A coyote damage control program within the U.S. Department of Agriculture has recently received $150,000 in funding for this year. The federal funds are the result of efforts by Rep. Bob Goodlatte, R-6th District, Rep. Virgil Goode, R-5th District and Rep. Rick Boucher, D-9th District.
The program serves 35 counties, many of them west of the Blue Ridge Mountains, where coyote specialist Chad Fox said the animals are abundant.
“It’s becoming more of a problem in that part of the state,” said Fox, the USDA’s district supervisor for the animal and plant health inspection service.

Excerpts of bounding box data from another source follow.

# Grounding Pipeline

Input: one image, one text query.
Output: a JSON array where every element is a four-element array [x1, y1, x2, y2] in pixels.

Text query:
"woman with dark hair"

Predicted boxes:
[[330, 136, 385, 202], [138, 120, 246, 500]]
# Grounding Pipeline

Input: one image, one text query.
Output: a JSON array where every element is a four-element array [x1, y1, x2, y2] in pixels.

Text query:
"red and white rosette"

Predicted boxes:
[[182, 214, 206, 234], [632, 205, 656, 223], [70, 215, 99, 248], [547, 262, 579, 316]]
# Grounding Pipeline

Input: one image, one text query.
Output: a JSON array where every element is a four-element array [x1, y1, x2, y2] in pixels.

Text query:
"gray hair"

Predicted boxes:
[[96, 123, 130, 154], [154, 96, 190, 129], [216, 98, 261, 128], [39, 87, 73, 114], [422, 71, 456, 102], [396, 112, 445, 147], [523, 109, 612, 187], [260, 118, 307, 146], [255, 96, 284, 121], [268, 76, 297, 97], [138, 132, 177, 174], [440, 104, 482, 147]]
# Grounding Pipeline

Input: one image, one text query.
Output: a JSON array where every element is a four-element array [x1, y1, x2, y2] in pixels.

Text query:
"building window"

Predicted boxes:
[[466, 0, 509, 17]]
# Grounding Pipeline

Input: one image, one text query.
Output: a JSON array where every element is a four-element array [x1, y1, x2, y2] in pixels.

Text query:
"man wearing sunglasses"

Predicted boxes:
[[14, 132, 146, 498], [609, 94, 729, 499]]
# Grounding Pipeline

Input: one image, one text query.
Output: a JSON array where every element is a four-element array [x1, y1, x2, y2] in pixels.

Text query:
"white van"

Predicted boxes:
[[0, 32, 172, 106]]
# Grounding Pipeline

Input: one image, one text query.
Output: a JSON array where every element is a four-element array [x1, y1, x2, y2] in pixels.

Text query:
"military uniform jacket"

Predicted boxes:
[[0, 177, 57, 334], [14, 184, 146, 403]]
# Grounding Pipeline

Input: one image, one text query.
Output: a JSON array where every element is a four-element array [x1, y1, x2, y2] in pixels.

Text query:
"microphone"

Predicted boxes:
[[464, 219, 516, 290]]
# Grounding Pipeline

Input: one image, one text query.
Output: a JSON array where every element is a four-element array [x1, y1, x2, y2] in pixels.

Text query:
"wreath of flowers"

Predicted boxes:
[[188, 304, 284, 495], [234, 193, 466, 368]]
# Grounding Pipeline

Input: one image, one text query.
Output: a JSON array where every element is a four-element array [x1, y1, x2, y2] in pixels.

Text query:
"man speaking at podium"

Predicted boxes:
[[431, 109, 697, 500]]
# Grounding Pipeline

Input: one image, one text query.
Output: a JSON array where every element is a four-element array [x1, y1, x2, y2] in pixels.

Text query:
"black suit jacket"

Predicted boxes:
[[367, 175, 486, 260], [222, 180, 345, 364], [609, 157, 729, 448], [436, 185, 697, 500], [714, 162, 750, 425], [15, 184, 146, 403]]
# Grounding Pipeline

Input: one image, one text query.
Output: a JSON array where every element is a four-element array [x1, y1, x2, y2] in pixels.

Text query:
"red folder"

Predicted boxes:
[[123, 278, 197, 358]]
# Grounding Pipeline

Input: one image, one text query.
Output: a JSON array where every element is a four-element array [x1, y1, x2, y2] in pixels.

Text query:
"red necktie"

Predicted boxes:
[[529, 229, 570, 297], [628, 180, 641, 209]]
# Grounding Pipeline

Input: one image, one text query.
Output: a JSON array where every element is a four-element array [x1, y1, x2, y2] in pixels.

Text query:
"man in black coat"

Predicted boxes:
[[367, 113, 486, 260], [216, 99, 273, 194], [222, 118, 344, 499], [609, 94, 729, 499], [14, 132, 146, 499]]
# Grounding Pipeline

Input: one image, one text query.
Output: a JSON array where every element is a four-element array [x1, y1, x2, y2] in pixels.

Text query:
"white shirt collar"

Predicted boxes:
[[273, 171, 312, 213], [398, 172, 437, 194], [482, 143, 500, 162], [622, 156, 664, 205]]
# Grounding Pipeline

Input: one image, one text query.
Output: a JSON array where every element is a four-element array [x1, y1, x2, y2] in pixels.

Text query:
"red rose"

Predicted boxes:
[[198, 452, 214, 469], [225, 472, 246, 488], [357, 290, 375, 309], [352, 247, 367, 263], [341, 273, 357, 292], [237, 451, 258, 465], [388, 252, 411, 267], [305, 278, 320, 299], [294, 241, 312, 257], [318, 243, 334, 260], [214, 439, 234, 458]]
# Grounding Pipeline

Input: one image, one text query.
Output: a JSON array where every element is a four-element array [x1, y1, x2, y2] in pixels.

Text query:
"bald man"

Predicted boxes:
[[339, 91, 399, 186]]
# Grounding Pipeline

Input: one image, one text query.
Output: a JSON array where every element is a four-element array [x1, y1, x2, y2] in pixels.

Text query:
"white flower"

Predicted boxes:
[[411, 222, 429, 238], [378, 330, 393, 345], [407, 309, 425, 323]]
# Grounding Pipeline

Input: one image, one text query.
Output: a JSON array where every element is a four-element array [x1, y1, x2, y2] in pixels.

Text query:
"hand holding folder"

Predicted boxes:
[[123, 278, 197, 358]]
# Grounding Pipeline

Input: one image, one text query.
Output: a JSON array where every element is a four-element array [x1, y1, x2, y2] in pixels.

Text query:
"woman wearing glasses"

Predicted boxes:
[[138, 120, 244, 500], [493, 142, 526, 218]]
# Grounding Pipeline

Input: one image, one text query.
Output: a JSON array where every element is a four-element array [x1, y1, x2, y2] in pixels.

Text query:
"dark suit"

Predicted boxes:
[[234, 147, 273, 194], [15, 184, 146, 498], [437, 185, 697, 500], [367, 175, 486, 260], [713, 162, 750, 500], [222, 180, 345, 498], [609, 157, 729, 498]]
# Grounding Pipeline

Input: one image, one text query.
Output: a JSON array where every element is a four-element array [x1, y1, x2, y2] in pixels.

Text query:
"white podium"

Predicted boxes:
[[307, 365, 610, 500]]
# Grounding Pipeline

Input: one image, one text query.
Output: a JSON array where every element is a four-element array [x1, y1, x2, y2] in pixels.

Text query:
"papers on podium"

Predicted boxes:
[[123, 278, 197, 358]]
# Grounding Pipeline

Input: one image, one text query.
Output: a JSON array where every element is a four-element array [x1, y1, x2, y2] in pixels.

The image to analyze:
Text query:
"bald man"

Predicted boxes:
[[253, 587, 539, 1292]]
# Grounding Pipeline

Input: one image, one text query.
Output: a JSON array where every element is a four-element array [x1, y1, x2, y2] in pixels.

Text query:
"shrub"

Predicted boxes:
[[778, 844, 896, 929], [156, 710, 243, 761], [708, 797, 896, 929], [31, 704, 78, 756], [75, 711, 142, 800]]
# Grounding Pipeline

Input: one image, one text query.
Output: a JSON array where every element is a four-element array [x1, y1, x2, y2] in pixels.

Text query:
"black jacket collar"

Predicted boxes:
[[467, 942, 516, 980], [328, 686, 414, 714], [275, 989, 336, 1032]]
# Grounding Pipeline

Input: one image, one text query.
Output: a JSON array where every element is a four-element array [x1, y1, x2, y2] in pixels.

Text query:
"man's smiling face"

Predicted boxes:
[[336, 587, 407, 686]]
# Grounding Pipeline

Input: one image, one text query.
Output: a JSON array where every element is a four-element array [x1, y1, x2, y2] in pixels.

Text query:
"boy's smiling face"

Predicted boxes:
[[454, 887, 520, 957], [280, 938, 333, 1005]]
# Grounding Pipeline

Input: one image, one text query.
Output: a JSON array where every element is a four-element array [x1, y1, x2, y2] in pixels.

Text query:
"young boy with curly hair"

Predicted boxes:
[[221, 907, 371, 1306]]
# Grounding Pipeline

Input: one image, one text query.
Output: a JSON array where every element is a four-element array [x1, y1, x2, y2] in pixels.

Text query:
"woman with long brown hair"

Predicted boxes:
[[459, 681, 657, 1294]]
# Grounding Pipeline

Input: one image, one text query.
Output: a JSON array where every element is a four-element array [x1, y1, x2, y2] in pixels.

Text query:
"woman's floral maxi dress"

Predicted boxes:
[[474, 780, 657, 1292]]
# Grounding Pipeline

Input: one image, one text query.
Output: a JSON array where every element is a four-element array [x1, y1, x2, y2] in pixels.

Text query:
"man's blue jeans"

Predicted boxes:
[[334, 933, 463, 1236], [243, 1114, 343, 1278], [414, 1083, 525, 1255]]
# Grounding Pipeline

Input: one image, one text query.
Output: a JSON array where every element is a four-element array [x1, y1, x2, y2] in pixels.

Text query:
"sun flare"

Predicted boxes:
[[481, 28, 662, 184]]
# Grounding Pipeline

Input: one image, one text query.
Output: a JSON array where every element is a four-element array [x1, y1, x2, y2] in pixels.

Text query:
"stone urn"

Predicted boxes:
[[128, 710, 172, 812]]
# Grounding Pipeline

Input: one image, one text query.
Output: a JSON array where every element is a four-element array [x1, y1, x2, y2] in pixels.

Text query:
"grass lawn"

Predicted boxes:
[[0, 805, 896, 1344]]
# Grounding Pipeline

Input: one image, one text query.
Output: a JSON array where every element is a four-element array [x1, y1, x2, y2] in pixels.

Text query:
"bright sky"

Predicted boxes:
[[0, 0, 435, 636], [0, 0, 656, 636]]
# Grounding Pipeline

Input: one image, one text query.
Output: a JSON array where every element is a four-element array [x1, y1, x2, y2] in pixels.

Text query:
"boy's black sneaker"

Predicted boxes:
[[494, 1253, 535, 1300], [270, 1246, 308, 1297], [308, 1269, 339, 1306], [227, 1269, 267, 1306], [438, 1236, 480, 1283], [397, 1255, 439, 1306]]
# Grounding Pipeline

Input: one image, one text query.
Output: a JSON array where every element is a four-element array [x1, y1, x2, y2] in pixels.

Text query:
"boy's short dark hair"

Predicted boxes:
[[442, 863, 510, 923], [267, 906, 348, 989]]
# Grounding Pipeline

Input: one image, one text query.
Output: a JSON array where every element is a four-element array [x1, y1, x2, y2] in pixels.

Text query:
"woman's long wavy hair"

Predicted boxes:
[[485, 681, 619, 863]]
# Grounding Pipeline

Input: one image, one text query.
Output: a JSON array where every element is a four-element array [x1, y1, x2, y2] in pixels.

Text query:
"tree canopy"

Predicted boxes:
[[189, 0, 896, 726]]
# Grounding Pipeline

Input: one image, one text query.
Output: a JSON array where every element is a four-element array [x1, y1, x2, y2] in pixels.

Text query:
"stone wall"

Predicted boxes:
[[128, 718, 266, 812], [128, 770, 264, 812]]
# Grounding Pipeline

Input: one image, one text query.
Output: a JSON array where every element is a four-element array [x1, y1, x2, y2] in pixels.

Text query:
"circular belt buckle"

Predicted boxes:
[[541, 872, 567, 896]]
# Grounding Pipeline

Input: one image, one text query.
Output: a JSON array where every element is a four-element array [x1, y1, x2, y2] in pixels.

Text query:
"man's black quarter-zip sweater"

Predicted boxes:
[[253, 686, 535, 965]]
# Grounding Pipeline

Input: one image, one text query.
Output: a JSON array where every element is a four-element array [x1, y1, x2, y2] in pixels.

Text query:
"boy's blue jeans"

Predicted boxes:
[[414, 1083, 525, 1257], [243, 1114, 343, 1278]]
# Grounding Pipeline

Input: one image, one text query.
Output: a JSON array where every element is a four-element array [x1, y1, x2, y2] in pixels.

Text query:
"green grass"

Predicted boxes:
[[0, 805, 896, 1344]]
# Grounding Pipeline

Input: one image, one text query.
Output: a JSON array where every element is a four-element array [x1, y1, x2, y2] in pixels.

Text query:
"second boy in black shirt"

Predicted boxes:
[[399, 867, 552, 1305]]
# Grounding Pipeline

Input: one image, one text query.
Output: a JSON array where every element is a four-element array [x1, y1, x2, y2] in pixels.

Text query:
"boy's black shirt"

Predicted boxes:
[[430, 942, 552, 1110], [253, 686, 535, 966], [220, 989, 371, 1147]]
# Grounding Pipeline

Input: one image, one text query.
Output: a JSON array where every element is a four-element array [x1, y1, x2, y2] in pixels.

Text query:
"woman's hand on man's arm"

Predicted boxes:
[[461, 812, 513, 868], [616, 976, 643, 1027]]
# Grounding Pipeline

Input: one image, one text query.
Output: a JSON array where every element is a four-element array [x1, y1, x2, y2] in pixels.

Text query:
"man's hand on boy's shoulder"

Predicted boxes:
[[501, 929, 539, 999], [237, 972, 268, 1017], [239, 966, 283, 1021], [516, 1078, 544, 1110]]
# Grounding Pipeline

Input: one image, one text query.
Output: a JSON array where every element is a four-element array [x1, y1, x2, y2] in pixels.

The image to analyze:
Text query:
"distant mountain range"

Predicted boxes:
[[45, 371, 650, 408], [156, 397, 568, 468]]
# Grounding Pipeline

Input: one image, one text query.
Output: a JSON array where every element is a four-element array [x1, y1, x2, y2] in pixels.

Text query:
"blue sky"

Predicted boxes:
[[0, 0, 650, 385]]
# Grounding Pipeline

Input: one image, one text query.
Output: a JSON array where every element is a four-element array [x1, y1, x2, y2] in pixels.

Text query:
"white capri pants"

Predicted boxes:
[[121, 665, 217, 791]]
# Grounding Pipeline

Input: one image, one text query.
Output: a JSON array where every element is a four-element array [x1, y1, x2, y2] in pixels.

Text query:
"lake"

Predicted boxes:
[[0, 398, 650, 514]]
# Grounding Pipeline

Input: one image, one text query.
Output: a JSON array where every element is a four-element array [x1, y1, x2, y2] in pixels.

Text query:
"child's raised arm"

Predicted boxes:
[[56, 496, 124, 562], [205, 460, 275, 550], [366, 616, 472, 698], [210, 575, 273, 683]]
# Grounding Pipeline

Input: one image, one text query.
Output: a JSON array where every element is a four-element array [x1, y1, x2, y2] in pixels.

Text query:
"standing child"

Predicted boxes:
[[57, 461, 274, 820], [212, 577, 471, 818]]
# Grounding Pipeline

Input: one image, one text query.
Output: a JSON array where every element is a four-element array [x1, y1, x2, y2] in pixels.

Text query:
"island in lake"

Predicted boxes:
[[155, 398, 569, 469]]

Virginia Department of Game and Inland Fisheries officials estimate there are up to 75,000 coyotes in the state, according to a news release from the Virginia Farm Bureau Federation.
Fox said the program is “very effective” in reducing the number of livestock attacks.
Last year, the number of sheep, calves and goats killed by coyotes was 249. The previous year’s total was 369.
Since the program launched in 1990, there has been a significant decrease in sheep deaths by coyotes. The number of sheep killed per farm dropped from 17 in 1993 to 2 in 2007.
The program employs someone to work directly with area farmers, Fox said, and that
person stays busy in the counties of Bedford, Franklin, Pittsylvania, Patrick and Henry.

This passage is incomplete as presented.